Houve um tempo em que o Atlântico parecia separar continentes. Lentamente, começou a uni-los. Fê-lo primeiro com as velas dos navios, depois com os aviões que cruzavam o céu sobre a Base das Lajes e, quase sem que ninguém desse por isso, também com a música. Um dia, o mar aprendeu jazz. E, desde então, nunca mais deixou de o guardar na memória das suas ondas.
A Terceira conhece bem essa história. Poucos lugares do Atlântico viveram um diálogo tão intenso com a América quanto esta ilha, onde o oceano nunca foi apenas fronteira, mas também caminho. Muito antes da palavra “globalização” entrar no vocabulário do mundo, já os sons de Nova Orleães, Nova Iorque ou Kansas City chegavam às ruas de Angra do Heroísmo, misturando-se com as filarmónicas, as bandas da terra e a profunda tradição musical açoriana.
A recente apresentação de Horizonte, o segundo álbum do Wave Jazz Ensemble, foi muito mais do que um momento feliz da programação cultural terceirense. Representou mais um capítulo de uma conversa iniciada há muitas décadas, quando o Atlântico deixou de ser apenas distância para se transformar numa ponte feita de melodias.
Porque o jazz nunca foi verdadeiramente estrangeiro na Terceira.

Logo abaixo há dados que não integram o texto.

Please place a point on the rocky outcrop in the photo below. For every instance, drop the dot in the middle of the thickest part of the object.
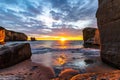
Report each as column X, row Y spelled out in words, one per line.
column 98, row 76
column 33, row 39
column 108, row 17
column 12, row 36
column 91, row 38
column 2, row 35
column 14, row 54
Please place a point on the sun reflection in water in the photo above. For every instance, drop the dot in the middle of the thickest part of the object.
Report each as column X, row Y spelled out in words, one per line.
column 61, row 59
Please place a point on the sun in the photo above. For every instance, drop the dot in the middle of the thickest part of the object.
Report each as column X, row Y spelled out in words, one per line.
column 63, row 39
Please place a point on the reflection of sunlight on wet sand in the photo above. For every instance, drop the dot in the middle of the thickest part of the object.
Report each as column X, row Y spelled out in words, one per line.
column 60, row 60
column 63, row 44
column 45, row 59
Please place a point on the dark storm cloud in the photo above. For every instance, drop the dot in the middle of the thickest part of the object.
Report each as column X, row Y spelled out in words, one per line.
column 83, row 9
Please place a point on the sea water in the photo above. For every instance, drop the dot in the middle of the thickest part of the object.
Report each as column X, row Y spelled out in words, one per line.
column 60, row 55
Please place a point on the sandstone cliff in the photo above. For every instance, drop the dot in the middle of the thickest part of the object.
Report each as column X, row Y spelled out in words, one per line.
column 108, row 17
column 14, row 36
column 91, row 38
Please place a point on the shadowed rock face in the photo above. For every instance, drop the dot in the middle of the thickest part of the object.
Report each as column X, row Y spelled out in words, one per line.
column 108, row 17
column 14, row 54
column 12, row 36
column 91, row 38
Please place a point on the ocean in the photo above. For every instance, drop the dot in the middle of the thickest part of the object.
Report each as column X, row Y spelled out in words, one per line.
column 60, row 55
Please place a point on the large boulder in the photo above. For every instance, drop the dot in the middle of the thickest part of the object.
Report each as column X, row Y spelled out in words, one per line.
column 2, row 35
column 108, row 17
column 91, row 38
column 12, row 35
column 14, row 54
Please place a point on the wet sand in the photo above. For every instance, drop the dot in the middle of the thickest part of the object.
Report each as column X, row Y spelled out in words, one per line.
column 27, row 70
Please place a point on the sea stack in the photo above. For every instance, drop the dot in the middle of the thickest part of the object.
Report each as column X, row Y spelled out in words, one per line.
column 108, row 18
column 12, row 35
column 13, row 54
column 33, row 39
column 2, row 35
column 91, row 38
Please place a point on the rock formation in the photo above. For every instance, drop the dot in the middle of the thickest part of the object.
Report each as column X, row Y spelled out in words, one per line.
column 2, row 35
column 33, row 39
column 91, row 38
column 108, row 17
column 14, row 36
column 14, row 54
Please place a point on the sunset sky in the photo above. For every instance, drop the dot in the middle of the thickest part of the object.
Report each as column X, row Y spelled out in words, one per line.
column 48, row 19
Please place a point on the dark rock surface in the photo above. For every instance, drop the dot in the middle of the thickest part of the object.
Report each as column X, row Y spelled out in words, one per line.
column 14, row 54
column 13, row 36
column 91, row 38
column 2, row 35
column 108, row 17
column 33, row 39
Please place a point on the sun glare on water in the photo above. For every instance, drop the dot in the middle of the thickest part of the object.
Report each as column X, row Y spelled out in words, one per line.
column 63, row 39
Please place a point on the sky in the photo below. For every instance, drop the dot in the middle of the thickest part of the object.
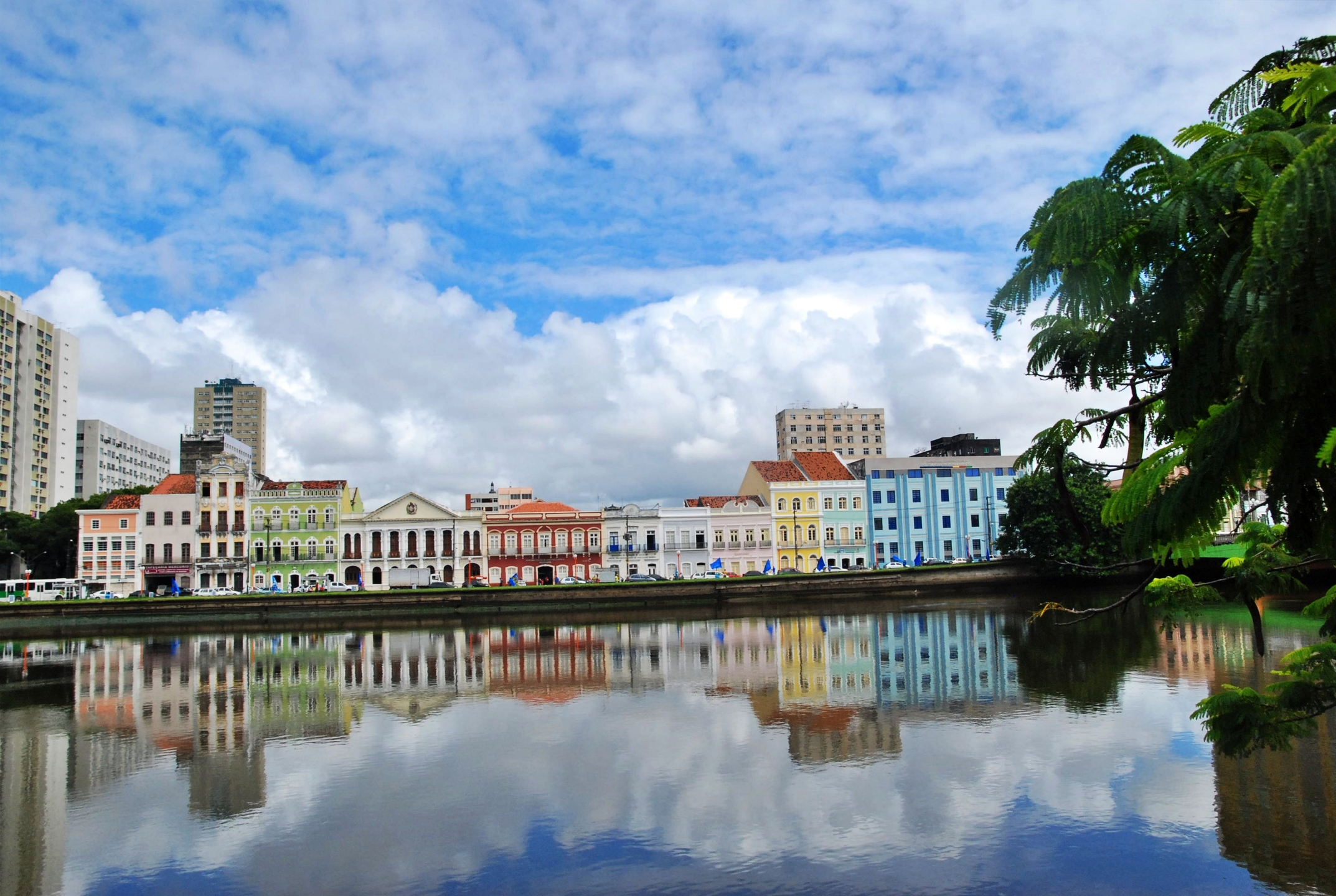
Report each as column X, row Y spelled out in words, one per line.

Depois da Segunda Guerra Mundial, a Base das Lajes transformou a ilha num dos mais singulares pontos de encontro do Atlântico. Com a chegada dos militares americanos, chegaram discos, emissões de rádio, grandes orquestras e os nomes de Duke Ellington, Count Basie, Charlie Parker, Dave Brubeck, Miles Davis e tantos outros, que mudaram a forma como muitos músicos terceirenses escutavam o mundo. Descobriram novas harmonias, ritmos inesperados e uma linguagem em que a improvisação parecia conversar diretamente com a liberdade.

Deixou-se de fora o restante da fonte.